My colleague ran into the following problem while writing billing software.
Suppose you have a monetary amount $M$ and a tax rate $t$. For example, $M = 20.1253$ and $t = 0.07$.
The question is what are the formulas for the numbers $L$ and $H$ such that $L$ $(H)$ is the lowest (highest) number with 2 decimal places such that $T(L) = T(M)$ and $T(H) = T(M)$ with $T(x)={1\over100}[100tx + 0.5]$ where $[]$ is the greatest integer function.
In other words, what is the formula, in terms of $M$ and $t$, of the lowest and highest monetary amounts which have the same tax amount as $M$, given tax rate $t$ and rounding to the nearest penny including rounding exact halves upwards?
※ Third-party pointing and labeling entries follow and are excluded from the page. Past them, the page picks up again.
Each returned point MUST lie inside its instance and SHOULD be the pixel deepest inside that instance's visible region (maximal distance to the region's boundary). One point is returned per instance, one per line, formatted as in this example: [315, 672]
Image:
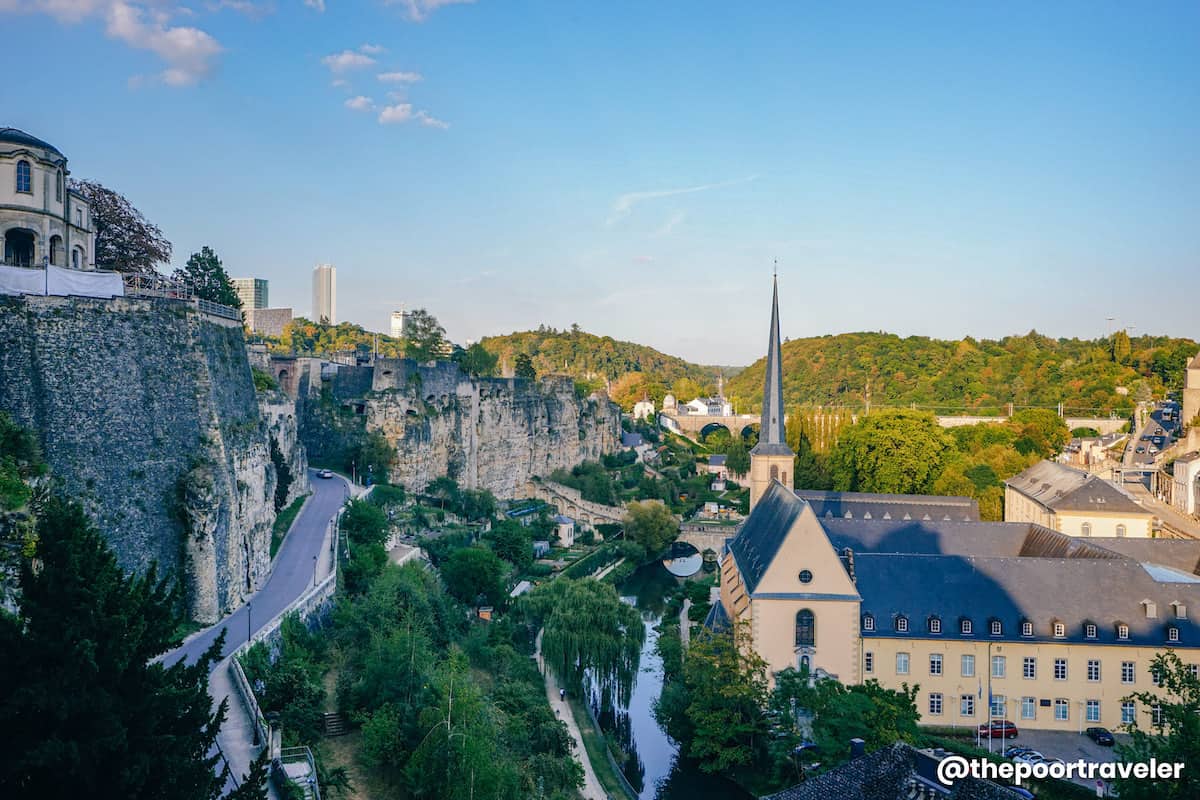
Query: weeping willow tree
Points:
[587, 631]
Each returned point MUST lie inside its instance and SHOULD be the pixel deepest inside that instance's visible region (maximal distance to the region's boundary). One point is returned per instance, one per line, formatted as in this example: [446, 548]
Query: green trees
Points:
[523, 367]
[125, 240]
[587, 629]
[207, 276]
[1174, 735]
[425, 340]
[894, 451]
[82, 707]
[474, 573]
[726, 685]
[651, 525]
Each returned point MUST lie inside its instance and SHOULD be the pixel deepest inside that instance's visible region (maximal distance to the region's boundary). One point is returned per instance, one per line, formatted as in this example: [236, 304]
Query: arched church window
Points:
[805, 629]
[24, 178]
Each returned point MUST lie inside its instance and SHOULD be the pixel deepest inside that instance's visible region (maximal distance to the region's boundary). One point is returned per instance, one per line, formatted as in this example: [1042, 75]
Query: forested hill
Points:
[966, 374]
[591, 358]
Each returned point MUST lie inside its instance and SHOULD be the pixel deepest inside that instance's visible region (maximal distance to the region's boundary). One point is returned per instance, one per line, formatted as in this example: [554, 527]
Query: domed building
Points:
[41, 220]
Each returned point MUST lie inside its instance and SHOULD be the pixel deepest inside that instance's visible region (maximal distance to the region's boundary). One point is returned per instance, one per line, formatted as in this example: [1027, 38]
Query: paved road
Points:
[291, 576]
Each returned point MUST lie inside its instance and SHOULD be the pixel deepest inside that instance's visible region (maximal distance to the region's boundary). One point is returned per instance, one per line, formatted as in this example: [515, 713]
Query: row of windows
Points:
[995, 627]
[25, 180]
[1029, 667]
[1061, 707]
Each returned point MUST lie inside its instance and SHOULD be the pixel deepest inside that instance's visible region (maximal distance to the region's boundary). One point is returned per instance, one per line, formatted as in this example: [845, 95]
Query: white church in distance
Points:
[41, 220]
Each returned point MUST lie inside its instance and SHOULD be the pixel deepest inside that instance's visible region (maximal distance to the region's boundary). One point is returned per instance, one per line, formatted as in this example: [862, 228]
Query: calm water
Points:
[657, 770]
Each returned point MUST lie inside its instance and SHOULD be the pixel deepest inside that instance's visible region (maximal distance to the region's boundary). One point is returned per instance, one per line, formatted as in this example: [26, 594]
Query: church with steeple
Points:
[772, 459]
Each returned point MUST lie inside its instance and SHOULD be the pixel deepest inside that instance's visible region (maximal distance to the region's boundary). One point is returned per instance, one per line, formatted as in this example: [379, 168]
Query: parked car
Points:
[999, 729]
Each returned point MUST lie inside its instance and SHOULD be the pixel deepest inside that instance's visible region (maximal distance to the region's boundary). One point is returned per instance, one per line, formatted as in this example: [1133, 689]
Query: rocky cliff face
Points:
[148, 415]
[484, 433]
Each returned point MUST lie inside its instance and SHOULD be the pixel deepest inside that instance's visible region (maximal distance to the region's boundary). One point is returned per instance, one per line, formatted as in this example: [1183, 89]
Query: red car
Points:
[997, 729]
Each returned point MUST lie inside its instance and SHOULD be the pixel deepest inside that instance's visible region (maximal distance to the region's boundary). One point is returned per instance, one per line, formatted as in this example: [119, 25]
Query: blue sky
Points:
[941, 169]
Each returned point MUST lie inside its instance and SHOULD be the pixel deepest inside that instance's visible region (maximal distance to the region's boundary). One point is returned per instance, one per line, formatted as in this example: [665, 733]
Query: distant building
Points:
[565, 529]
[1077, 503]
[643, 409]
[324, 294]
[399, 323]
[268, 322]
[41, 218]
[1192, 391]
[1186, 492]
[252, 293]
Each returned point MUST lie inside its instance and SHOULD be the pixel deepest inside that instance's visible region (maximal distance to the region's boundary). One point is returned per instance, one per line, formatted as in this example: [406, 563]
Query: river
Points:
[659, 774]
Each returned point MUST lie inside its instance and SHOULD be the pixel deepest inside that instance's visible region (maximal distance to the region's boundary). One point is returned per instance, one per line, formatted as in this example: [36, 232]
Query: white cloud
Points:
[347, 60]
[400, 77]
[625, 203]
[189, 52]
[420, 10]
[670, 224]
[401, 113]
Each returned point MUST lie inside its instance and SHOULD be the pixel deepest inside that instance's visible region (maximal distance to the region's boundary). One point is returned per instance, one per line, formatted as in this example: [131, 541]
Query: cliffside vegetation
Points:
[972, 376]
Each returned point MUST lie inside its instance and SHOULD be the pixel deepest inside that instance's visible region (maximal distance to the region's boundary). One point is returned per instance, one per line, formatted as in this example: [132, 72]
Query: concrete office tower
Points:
[324, 294]
[252, 293]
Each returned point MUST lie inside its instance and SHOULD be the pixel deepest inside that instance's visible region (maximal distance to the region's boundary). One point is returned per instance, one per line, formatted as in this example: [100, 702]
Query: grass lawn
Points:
[283, 521]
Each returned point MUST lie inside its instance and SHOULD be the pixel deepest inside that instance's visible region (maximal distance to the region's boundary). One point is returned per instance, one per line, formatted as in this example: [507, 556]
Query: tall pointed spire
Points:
[772, 435]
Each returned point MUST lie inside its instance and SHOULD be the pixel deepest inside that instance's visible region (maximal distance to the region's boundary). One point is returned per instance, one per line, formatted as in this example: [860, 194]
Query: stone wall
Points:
[148, 415]
[486, 433]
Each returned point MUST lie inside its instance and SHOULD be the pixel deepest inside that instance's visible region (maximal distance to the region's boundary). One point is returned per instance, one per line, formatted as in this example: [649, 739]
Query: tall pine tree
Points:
[83, 709]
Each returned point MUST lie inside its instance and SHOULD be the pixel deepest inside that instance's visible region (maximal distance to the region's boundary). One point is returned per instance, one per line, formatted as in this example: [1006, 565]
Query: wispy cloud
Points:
[420, 10]
[399, 77]
[670, 224]
[347, 60]
[624, 204]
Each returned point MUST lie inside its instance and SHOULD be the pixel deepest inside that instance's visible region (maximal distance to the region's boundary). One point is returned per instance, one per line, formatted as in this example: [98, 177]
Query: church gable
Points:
[805, 563]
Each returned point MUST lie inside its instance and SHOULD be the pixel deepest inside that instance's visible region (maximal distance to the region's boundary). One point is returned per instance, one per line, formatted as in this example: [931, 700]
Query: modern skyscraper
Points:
[324, 294]
[772, 459]
[399, 323]
[252, 293]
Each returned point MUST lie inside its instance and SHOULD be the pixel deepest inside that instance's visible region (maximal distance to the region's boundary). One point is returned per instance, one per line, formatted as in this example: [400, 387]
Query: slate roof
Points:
[1065, 488]
[1014, 589]
[16, 136]
[897, 771]
[763, 531]
[863, 505]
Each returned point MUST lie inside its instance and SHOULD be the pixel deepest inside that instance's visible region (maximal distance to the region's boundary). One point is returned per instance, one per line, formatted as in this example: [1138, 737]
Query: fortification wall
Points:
[148, 415]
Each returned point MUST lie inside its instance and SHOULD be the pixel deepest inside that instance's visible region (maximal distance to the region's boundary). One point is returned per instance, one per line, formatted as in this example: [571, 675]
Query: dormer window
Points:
[24, 178]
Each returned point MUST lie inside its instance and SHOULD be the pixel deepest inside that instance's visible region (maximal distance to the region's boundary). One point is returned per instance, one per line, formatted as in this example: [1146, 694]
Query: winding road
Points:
[305, 553]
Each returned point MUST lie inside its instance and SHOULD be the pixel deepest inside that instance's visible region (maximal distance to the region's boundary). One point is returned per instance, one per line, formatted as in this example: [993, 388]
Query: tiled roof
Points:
[863, 505]
[1065, 488]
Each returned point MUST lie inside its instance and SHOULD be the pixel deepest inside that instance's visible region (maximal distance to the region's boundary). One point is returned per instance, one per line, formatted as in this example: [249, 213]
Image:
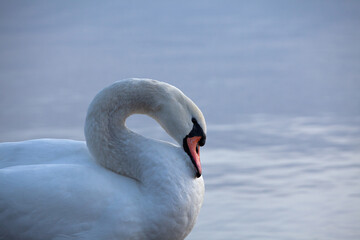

Given $T(M)=\frac 1{100}\lfloor 100tM+0.5\rfloor$ is the tax on $M$, we want to find $L$, the lowest price that results in $T$. We want the minimum $L$ such that $tL \ge T(M)-0.005$ or (assuming $L$ must be an exact number of cents) $L=\frac 1{100}\lceil \frac{100}t(T(M)-0.005)\rceil$. Similarly we want to find the maximum $H$ such that $tH \lt T(M)+0.005$, which is $H=\frac 1{100}\left(\lceil \frac{100}t (T(M)+0.005)\rceil-1\right)$ where the round up and $-1$ is to make sure we round $0.005$ downwards.